Because of the nature of this organization we must enforce a confidentiality agreement.  We ask all members to read below the excerpts from the constitution and bylaws outlining confidentiality and the confidentiality agreement.  All members will be required to sign this agreement before all meetings and most events.


Article VII: Policies and Reinforcements

Section II: All members shall adhere to the Queens Honor Code as it relates to the club and its activities. Included in this code is the “Las Vegas Policy,” which states that what happens in meetings may not be shared with anyone outside the club. Because SAFE acts as a support group, confidentiality is expected from all participants. Anyone who is found to have shared information without the permission of the specific member or the club as a whole will be asked to leave.

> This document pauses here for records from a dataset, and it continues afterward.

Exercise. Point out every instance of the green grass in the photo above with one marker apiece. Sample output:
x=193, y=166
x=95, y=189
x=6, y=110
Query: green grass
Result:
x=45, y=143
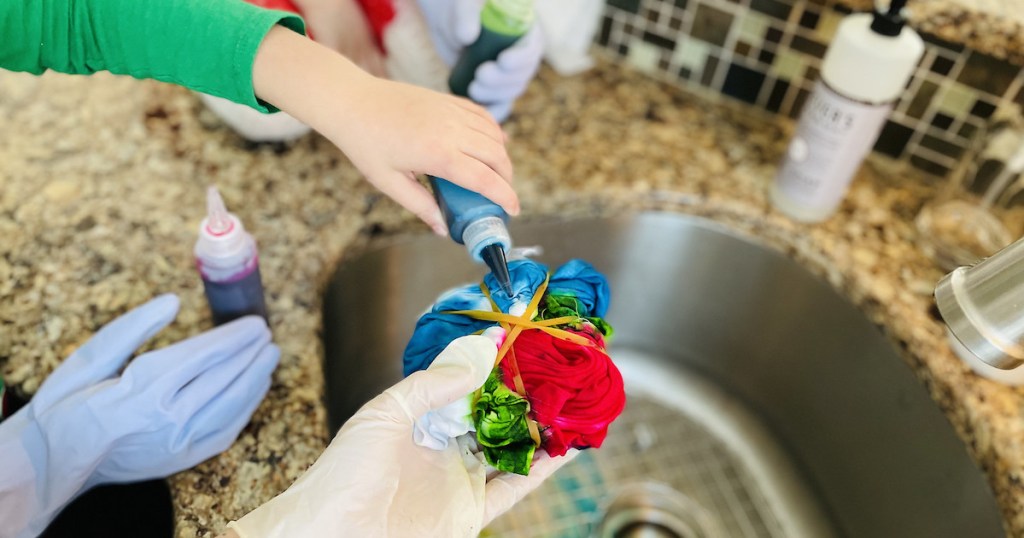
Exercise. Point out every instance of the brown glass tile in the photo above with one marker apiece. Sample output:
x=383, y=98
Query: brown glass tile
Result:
x=942, y=66
x=772, y=8
x=987, y=74
x=941, y=147
x=941, y=43
x=982, y=109
x=968, y=131
x=922, y=99
x=777, y=95
x=605, y=35
x=709, y=73
x=808, y=46
x=742, y=83
x=809, y=18
x=659, y=41
x=711, y=25
x=928, y=166
x=798, y=104
x=942, y=121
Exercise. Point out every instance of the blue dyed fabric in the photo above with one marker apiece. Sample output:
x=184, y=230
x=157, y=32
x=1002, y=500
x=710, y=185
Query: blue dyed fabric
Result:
x=435, y=330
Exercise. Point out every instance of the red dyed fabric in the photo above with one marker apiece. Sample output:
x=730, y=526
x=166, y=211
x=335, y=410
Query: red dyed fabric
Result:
x=574, y=391
x=379, y=13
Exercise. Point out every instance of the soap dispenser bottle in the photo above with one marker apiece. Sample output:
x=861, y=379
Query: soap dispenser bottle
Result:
x=864, y=71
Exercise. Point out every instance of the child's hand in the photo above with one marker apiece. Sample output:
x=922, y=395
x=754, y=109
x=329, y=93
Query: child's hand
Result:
x=390, y=131
x=341, y=26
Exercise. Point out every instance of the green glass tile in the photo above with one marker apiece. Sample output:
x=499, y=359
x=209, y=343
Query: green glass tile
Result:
x=690, y=53
x=644, y=56
x=753, y=27
x=788, y=66
x=955, y=99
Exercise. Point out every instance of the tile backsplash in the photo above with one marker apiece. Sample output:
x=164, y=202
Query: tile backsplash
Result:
x=768, y=52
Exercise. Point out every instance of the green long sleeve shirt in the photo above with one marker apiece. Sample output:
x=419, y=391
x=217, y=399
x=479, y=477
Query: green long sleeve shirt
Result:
x=205, y=45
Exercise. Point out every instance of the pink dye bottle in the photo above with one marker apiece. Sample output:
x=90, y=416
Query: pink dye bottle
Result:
x=227, y=260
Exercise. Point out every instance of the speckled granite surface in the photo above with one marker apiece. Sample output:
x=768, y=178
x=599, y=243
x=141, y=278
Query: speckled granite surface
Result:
x=992, y=27
x=102, y=183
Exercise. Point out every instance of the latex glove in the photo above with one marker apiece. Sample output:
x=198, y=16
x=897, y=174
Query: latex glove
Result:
x=374, y=481
x=390, y=131
x=455, y=25
x=169, y=410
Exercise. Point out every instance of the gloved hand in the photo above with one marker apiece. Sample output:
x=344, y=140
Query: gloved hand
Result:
x=374, y=481
x=169, y=410
x=455, y=25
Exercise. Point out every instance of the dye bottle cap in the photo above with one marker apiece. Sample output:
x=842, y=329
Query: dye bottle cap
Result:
x=224, y=249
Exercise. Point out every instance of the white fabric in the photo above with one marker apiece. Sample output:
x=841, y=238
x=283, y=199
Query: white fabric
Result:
x=437, y=426
x=254, y=125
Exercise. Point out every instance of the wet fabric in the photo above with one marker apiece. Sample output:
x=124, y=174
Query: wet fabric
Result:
x=572, y=389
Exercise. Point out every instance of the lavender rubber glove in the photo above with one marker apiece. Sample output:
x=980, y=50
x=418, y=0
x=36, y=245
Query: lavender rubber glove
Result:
x=169, y=410
x=455, y=25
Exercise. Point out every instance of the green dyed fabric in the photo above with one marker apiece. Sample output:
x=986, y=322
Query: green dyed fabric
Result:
x=561, y=305
x=500, y=417
x=205, y=45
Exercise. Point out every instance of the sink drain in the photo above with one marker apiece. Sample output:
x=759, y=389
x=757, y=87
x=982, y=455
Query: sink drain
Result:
x=654, y=510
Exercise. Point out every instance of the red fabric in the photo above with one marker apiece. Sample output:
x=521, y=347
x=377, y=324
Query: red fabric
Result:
x=379, y=14
x=574, y=390
x=282, y=5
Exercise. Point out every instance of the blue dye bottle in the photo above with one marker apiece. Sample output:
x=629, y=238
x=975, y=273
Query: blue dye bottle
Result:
x=228, y=262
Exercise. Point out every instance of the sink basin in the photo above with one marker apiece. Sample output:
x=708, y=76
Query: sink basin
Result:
x=763, y=401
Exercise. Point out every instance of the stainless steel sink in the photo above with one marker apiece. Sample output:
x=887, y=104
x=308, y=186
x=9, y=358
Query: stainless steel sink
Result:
x=761, y=403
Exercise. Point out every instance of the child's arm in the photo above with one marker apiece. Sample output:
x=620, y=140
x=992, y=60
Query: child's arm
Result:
x=389, y=130
x=256, y=56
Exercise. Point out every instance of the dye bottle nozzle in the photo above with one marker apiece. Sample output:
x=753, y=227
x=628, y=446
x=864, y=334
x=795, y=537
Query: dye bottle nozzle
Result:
x=228, y=262
x=472, y=219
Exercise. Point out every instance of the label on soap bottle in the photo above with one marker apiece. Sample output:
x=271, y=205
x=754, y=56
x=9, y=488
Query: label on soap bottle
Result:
x=833, y=137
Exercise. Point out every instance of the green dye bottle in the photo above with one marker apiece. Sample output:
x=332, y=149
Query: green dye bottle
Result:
x=502, y=24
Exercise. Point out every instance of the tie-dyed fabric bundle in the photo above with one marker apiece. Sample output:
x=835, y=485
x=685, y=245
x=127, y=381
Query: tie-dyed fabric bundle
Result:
x=554, y=385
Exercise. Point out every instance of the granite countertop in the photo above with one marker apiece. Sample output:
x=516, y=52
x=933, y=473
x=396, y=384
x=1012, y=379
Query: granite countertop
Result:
x=992, y=27
x=102, y=189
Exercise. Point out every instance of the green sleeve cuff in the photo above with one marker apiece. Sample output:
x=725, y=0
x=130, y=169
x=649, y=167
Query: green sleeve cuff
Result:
x=205, y=45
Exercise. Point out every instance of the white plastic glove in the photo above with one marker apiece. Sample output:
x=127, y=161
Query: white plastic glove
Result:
x=374, y=481
x=169, y=410
x=455, y=25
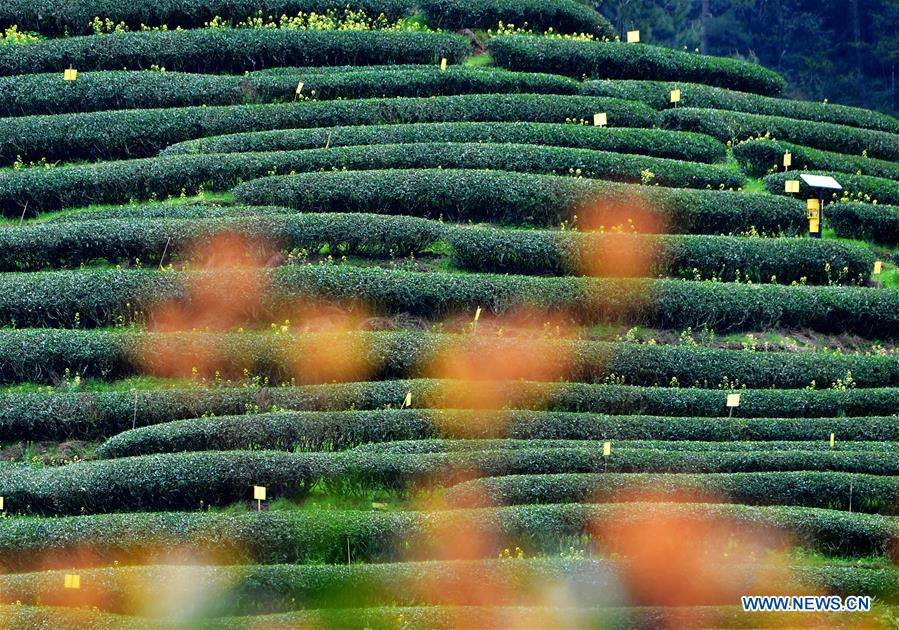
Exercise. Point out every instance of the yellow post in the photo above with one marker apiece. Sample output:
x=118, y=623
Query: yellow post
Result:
x=813, y=207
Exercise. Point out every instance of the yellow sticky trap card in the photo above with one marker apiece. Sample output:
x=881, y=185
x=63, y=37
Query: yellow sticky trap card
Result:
x=813, y=208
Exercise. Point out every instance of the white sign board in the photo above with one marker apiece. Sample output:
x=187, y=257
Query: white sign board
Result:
x=821, y=181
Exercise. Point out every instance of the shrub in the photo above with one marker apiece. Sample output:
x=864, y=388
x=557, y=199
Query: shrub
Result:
x=188, y=480
x=855, y=188
x=447, y=445
x=298, y=536
x=737, y=126
x=174, y=211
x=565, y=252
x=315, y=431
x=106, y=297
x=561, y=16
x=865, y=221
x=657, y=94
x=761, y=157
x=73, y=243
x=69, y=244
x=503, y=197
x=230, y=51
x=617, y=60
x=40, y=356
x=654, y=142
x=135, y=133
x=870, y=493
x=61, y=416
x=255, y=590
x=61, y=17
x=98, y=91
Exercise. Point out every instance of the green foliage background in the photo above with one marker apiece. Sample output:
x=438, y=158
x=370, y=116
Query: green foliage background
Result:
x=844, y=50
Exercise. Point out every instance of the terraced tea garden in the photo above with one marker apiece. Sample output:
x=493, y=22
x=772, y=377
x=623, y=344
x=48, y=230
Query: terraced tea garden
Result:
x=434, y=314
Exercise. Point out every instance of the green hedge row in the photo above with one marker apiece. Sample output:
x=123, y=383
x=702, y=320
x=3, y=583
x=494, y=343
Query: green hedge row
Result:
x=136, y=133
x=104, y=297
x=617, y=60
x=523, y=158
x=96, y=415
x=451, y=445
x=69, y=244
x=73, y=243
x=580, y=253
x=164, y=210
x=98, y=91
x=855, y=187
x=458, y=195
x=870, y=493
x=185, y=481
x=231, y=51
x=64, y=17
x=760, y=157
x=298, y=536
x=507, y=198
x=656, y=142
x=878, y=224
x=561, y=16
x=726, y=125
x=339, y=430
x=41, y=356
x=657, y=94
x=260, y=590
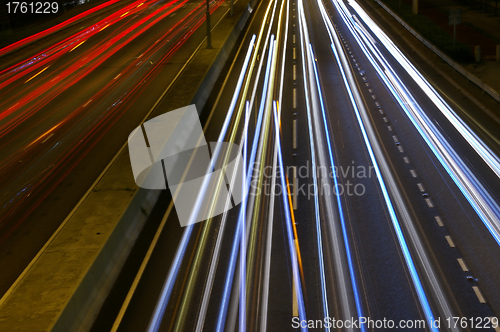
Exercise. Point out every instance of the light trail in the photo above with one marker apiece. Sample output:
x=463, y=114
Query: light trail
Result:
x=155, y=321
x=339, y=203
x=383, y=172
x=346, y=283
x=289, y=231
x=485, y=205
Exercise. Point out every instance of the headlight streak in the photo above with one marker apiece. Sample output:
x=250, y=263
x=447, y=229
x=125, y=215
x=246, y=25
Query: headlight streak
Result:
x=243, y=246
x=268, y=248
x=357, y=102
x=339, y=203
x=291, y=247
x=480, y=199
x=345, y=285
x=43, y=185
x=155, y=321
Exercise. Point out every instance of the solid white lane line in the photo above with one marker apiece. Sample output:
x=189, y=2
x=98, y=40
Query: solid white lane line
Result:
x=450, y=241
x=462, y=264
x=479, y=295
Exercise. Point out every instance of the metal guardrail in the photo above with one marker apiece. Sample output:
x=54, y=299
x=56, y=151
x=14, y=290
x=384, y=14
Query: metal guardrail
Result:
x=493, y=93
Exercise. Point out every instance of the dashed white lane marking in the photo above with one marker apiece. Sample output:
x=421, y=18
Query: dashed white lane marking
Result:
x=429, y=202
x=439, y=221
x=294, y=97
x=295, y=188
x=294, y=134
x=45, y=140
x=479, y=295
x=462, y=264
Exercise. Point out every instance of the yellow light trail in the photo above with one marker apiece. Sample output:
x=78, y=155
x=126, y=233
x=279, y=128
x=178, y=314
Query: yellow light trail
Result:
x=107, y=25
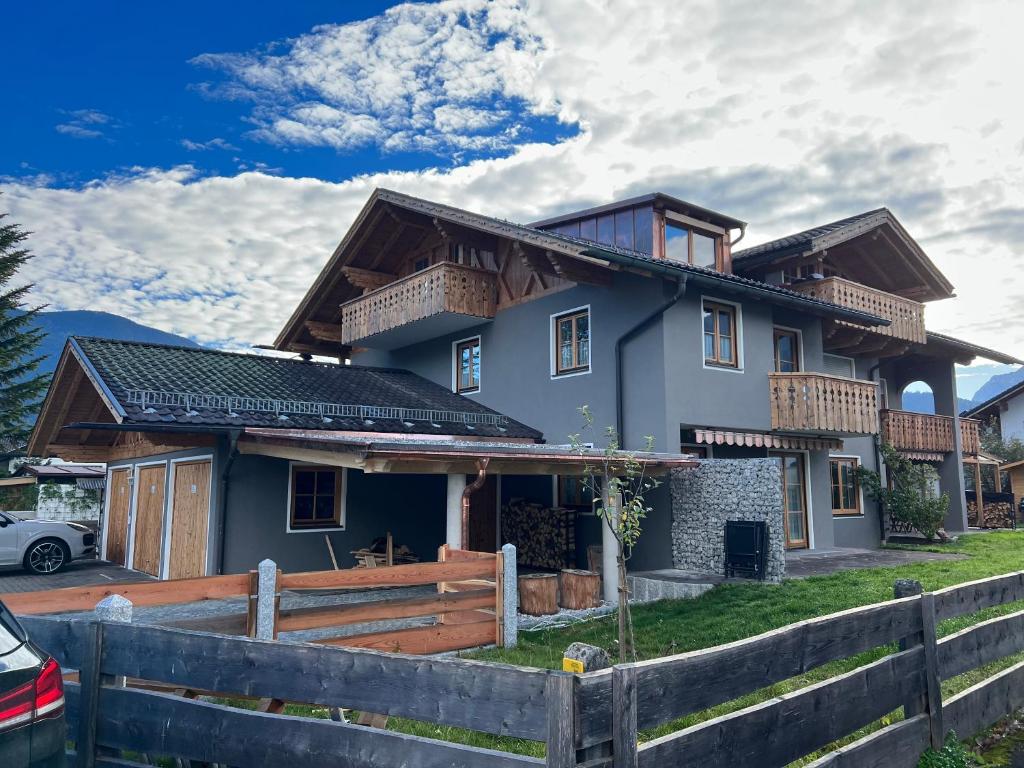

6.Video and voice recording devices are not permitted at any club activities for any reason.

Flash photography is permitted, but no photos may be posted in any form or transmitted in any way (including, but not limited to, text message, social networking sites such as twitter, Facebook, or tumblr, email, or printed sources).  Photographs may be posted by the club

secretary/treasurer on the SAFE at Queens profile page with the permission of everyone who appears in the photograph.  If anyone has a picture they wish to post that may email the pictures to so that they may be posted properly.  Nobody will be tagged in any photos on Facebook.  If you wish to be tagged in a photo you may tag yourself in any photos that you appear in.  However, nobody is permitted to tag anyone except themselves, with or without the permission of the person they are tagging.  Every club member must sign a form once per school year authorizing the use of their photos by the club on the Facebook profile.  A member may opt out of authorizing the use of their photos simply by marking on the photograph waiver that they do not wish to authorize the use of their photos.  If any member wishes to change their authorization form during the school year they may notify a member of the Executive Board who will provide them with the proper form.  If any member of the club is found to have violated this policy they may receive one warning before being asked to leave the group.  Violation of this policy is a violation of our confidentiality agreement.

Confidentiality Agreement

It is understood and agreed to that the Discloser and the Recipient would like to exchange certain information that may be considered confidential. To ensure the protection of such information and in consideration of the agreement to exchange said information, the parties agree as follows:

1. The confidential information to be disclosed by Discloser under this Agreement (”Confidential Information”) can be described as and includes:

Technical and business information relating to Discloser’s proprietary ideas, patentable ideas copyrights and/or trade secrets, existing and/or contemplated products and services, software, schematics, research and development, production, costs, profit and margin information, finances and financial projections, customers, clients, marketing, and current or future business plans and models, regardless of whether such information is designated as “Confidential Information” at the time of its disclosure.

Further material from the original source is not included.